Sir Fazle Hasan Abed Wins The 2015 World Food Prize
Sir Fazle Hasan Abed, the founder of Brac, the largest NGO on the planet, has been awarded the 2015 World Food prize. The prize which comes with a $250,000 award is the most prominent global award for individuals whose breakthrough achievements alleviate hunger and promote global food security. Sir Aben has been awarded the prize for his “unparalleled” work on reducing poverty in Bangladesh and 10 other countries.
— BRAC (@BRACworld) July 1, 2015
Sir Fazle Hasan Abed had a prestigious career working for Shell Oil in 1970. He left his corporate job and established Brac – formerly known as the Bangladesh Rural Advancement Committee – in 1972 as a relief operation to help the country recover from its war of independence with Pakistan and the destruction caused by a tropical cyclone. Abed sold his home in London to start the Bangladesh Rural Advancement Committee and make it work.
During the ceremony, Dr MS Swaminathan, chair of the World Food prize selection committee and the first World Food prize laureate in 1987, described Abed as a “strategic thinker, and a man with a future vision”. “While funding was important, Abed realised that the organisation needed some internal financial resources in order to steer its course, rather than become diverted by donor agendas,” he added.

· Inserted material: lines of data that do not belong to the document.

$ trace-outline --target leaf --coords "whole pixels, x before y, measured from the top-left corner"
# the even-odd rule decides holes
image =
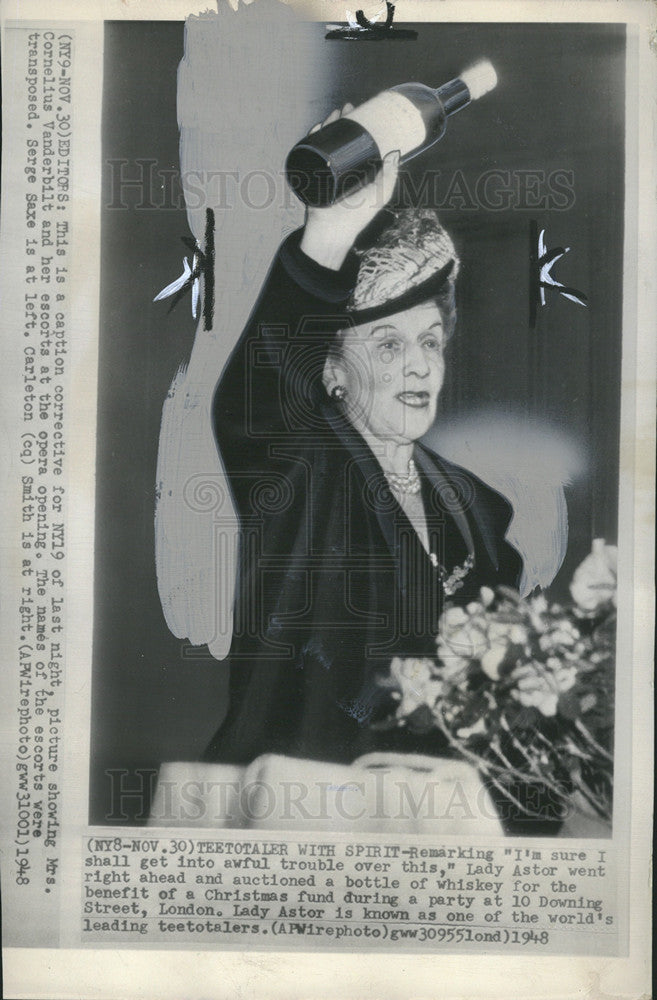
[[[559,695],[557,712],[559,715],[562,715],[564,719],[571,719],[574,721],[579,718],[581,714],[580,700],[574,688],[571,688],[570,691],[564,691]]]
[[[418,705],[415,711],[406,719],[406,726],[409,732],[416,735],[428,733],[436,727],[436,720],[428,705]]]
[[[583,695],[582,700],[579,703],[582,715],[586,714],[586,712],[590,712],[591,709],[596,706],[597,702],[598,699],[591,691]]]
[[[370,722],[369,724],[369,728],[377,733],[387,733],[391,729],[399,729],[399,726],[400,722],[394,716],[389,716],[387,719],[380,719],[378,722]]]

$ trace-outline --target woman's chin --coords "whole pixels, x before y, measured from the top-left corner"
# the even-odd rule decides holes
[[[435,410],[419,411],[417,413],[412,413],[406,415],[403,421],[400,421],[398,435],[407,441],[417,441],[418,438],[423,437],[431,425],[434,422],[436,416]]]
[[[392,441],[395,444],[412,444],[417,441],[431,428],[436,417],[436,407],[431,405],[404,407],[402,413],[395,413],[394,410],[393,403],[388,412],[369,414],[369,419],[359,420],[353,413],[348,416],[356,430],[366,438],[373,437],[382,443]],[[393,416],[394,420],[391,419]]]
[[[432,420],[406,420],[403,424],[387,427],[381,434],[375,436],[381,440],[394,441],[395,444],[414,444],[427,433],[433,424]]]

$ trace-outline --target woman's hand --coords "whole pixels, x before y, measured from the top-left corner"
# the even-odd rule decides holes
[[[353,111],[351,104],[345,104],[342,111],[332,111],[326,121],[310,130],[310,134],[350,111]],[[399,173],[399,155],[399,150],[388,153],[371,183],[351,191],[326,208],[308,207],[301,239],[301,249],[308,257],[324,267],[340,270],[359,233],[392,198]]]

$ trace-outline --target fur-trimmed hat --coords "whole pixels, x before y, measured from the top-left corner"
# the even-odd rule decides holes
[[[449,233],[430,208],[403,209],[360,254],[348,303],[355,323],[367,323],[436,299],[455,319],[459,258]],[[452,332],[451,329],[448,332]]]

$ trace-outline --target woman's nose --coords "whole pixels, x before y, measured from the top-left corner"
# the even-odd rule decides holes
[[[419,375],[424,378],[429,374],[429,362],[420,344],[409,345],[404,351],[404,375]]]

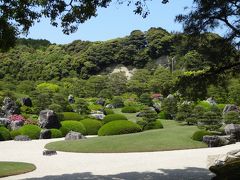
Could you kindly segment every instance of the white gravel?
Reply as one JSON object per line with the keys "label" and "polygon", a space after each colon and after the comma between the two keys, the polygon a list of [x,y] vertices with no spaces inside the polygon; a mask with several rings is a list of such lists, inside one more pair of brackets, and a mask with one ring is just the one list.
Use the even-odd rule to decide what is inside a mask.
{"label": "white gravel", "polygon": [[240,143],[219,148],[144,153],[65,153],[43,156],[44,145],[58,141],[0,142],[0,161],[28,162],[33,172],[3,179],[211,179],[207,156],[239,149]]}

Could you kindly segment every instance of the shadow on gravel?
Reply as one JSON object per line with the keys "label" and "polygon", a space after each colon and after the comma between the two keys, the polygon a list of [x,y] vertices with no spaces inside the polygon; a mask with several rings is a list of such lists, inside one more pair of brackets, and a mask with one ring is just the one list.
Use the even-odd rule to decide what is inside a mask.
{"label": "shadow on gravel", "polygon": [[127,172],[115,175],[93,175],[85,172],[31,178],[31,180],[211,180],[212,177],[214,175],[207,169],[189,167],[186,169],[159,169],[159,173]]}

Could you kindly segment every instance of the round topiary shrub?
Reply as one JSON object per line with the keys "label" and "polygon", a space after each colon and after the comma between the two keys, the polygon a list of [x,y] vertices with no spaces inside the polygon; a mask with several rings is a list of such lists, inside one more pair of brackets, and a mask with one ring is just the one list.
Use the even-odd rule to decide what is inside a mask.
{"label": "round topiary shrub", "polygon": [[112,109],[109,109],[109,108],[105,108],[103,110],[103,112],[104,112],[105,115],[114,114],[114,111]]}
{"label": "round topiary shrub", "polygon": [[106,124],[111,121],[117,121],[117,120],[127,120],[127,117],[123,114],[109,114],[103,118],[103,122]]}
{"label": "round topiary shrub", "polygon": [[26,135],[31,139],[39,139],[41,128],[36,125],[28,124],[22,126],[19,131],[21,135]]}
{"label": "round topiary shrub", "polygon": [[136,113],[137,109],[133,106],[126,106],[122,108],[122,113]]}
{"label": "round topiary shrub", "polygon": [[6,141],[11,139],[10,131],[5,127],[0,127],[0,141]]}
{"label": "round topiary shrub", "polygon": [[102,127],[102,122],[95,119],[84,119],[80,121],[86,128],[87,135],[97,135],[98,130]]}
{"label": "round topiary shrub", "polygon": [[150,130],[150,129],[162,129],[162,128],[163,128],[163,125],[162,125],[161,121],[159,119],[157,119],[156,121],[151,122],[148,125],[146,125],[143,130],[145,131],[145,130]]}
{"label": "round topiary shrub", "polygon": [[19,129],[16,129],[16,130],[11,131],[10,134],[11,134],[12,139],[14,139],[16,136],[21,135],[21,132],[19,131]]}
{"label": "round topiary shrub", "polygon": [[75,113],[75,112],[63,112],[61,114],[63,115],[63,117],[62,117],[63,121],[69,120],[69,119],[75,120],[75,121],[80,121],[84,118],[83,116],[81,116],[80,114]]}
{"label": "round topiary shrub", "polygon": [[131,121],[118,120],[103,125],[99,131],[99,136],[119,135],[140,132],[141,127]]}
{"label": "round topiary shrub", "polygon": [[225,124],[239,124],[240,123],[240,113],[235,111],[229,111],[223,115],[223,120]]}
{"label": "round topiary shrub", "polygon": [[62,132],[59,129],[50,129],[51,131],[51,138],[61,138]]}
{"label": "round topiary shrub", "polygon": [[193,135],[192,135],[192,139],[195,141],[202,141],[203,140],[203,136],[206,135],[212,135],[211,132],[206,131],[206,130],[200,130],[200,131],[196,131]]}
{"label": "round topiary shrub", "polygon": [[167,114],[164,111],[161,111],[160,113],[158,113],[158,118],[167,119]]}
{"label": "round topiary shrub", "polygon": [[79,132],[83,135],[86,134],[86,128],[81,122],[78,121],[62,121],[61,122],[62,127],[60,128],[60,131],[62,132],[63,136],[66,136],[69,131],[75,131]]}

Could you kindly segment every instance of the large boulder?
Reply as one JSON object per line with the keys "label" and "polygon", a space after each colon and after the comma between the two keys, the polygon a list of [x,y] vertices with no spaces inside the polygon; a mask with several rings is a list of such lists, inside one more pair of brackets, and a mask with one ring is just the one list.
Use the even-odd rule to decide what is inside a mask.
{"label": "large boulder", "polygon": [[39,139],[51,139],[51,130],[50,129],[42,129],[40,131]]}
{"label": "large boulder", "polygon": [[226,136],[203,136],[203,142],[208,144],[208,147],[219,147],[225,146],[228,144],[233,144],[236,142],[233,136],[226,135]]}
{"label": "large boulder", "polygon": [[1,111],[4,117],[20,113],[19,106],[9,97],[4,98]]}
{"label": "large boulder", "polygon": [[217,105],[216,101],[212,97],[207,98],[206,102],[211,105]]}
{"label": "large boulder", "polygon": [[75,132],[75,131],[70,131],[65,136],[65,140],[78,140],[78,139],[86,139],[86,137],[84,135],[82,135],[81,133]]}
{"label": "large boulder", "polygon": [[73,103],[75,102],[73,95],[70,94],[70,95],[68,96],[68,102],[69,102],[70,104],[73,104]]}
{"label": "large boulder", "polygon": [[105,100],[103,99],[103,98],[100,98],[100,99],[98,99],[97,101],[96,101],[96,104],[99,104],[99,105],[101,105],[101,106],[104,106],[105,105]]}
{"label": "large boulder", "polygon": [[236,106],[234,104],[227,104],[223,109],[223,114],[226,114],[229,111],[240,112],[240,109],[238,106]]}
{"label": "large boulder", "polygon": [[91,114],[91,116],[98,119],[98,120],[102,120],[105,117],[104,114],[98,114],[98,113],[97,114],[95,114],[95,113]]}
{"label": "large boulder", "polygon": [[51,129],[56,128],[59,129],[61,127],[60,121],[58,120],[58,116],[52,110],[42,110],[38,117],[38,124],[41,128]]}
{"label": "large boulder", "polygon": [[11,121],[8,118],[0,118],[0,125],[7,127]]}
{"label": "large boulder", "polygon": [[11,121],[10,123],[10,129],[11,130],[16,130],[19,129],[24,125],[24,121]]}
{"label": "large boulder", "polygon": [[225,126],[224,131],[227,135],[231,135],[237,141],[240,141],[240,125],[239,124],[228,124]]}
{"label": "large boulder", "polygon": [[216,174],[214,180],[237,180],[240,177],[240,149],[227,154],[208,156],[209,170]]}
{"label": "large boulder", "polygon": [[32,107],[32,100],[29,97],[22,98],[22,104],[24,106]]}

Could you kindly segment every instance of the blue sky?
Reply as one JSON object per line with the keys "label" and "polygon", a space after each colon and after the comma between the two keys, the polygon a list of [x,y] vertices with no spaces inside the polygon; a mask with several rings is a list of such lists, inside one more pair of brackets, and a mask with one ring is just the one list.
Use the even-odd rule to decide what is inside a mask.
{"label": "blue sky", "polygon": [[80,24],[74,34],[65,35],[60,27],[52,27],[47,19],[42,19],[30,29],[27,38],[47,39],[52,43],[66,44],[79,39],[98,41],[124,37],[133,30],[146,31],[150,27],[181,31],[182,26],[174,22],[174,17],[183,13],[185,6],[191,5],[192,0],[172,0],[166,5],[161,4],[161,0],[152,0],[148,2],[150,15],[143,19],[134,14],[133,6],[118,5],[114,1],[110,7],[99,9],[97,17]]}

— World Food Prize (@WorldFoodPrize) July 1, 2015
BRAC expanded from Bangladesh and now operates in 10 other poor countries, Afghanistan, Pakistan, the Philippines, Sri Lanka, Liberia, Sierra Leone, South Sudan, Tanzania, Uganda and Haiti. Brac’s agriculture and food security programs have helped an estimated 500,000-plus farmers access better farming and livestock techniques, new technologies and financial support.
Abed, who has awarded numerous awards, described the award as a “tremendous honor”, adding: “I’m sure this will be a great joy for our staff and energize them even more. It’s a great satisfaction for us to receive recognition of the work we’ve done for the last 43 years.”